We begin deserialization using the Serdes::Avro::deserialize()
method. This method attempts to deserialize the binary buffer payload of size size into a generic Avro datum. On success, it returns the number of bytes read from payload; on failure, it returns -1 and sets the errstr
accordingly. If an error occurs (i.e., Serdes::Avro::deserialize()
returns -1), we stop processing the message.
If Serdes::Avro::deserialize()
succeeds, we proceed with further processing using our custom serialization method, KafkaConsumerCallback::avro2json()

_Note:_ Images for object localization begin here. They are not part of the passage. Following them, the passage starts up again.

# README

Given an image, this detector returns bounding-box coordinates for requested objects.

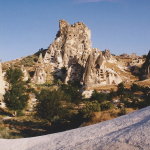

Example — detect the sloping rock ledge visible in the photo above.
[1,106,150,150]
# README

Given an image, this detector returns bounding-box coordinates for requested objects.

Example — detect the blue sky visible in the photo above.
[0,0,150,62]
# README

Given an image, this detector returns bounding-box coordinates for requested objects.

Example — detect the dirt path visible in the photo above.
[0,116,12,122]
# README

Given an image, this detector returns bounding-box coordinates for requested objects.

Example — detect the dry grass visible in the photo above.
[135,79,150,86]
[93,85,118,91]
[81,108,138,127]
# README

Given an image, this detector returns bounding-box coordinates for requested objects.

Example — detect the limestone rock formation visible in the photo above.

. This method operates on the populated generic Avro datum and converts it into a JSON representation, writing the decoded message to the provided std::string
output parameter.
If the output parameter is not empty, we convert it into a JSON object and persist it to the database, as described earlier. I’ll leave the specifics of the persistence process to you.
I hope you found this post informative and learned something new. As always, you can explore the complete code in the GitHub repository linked above.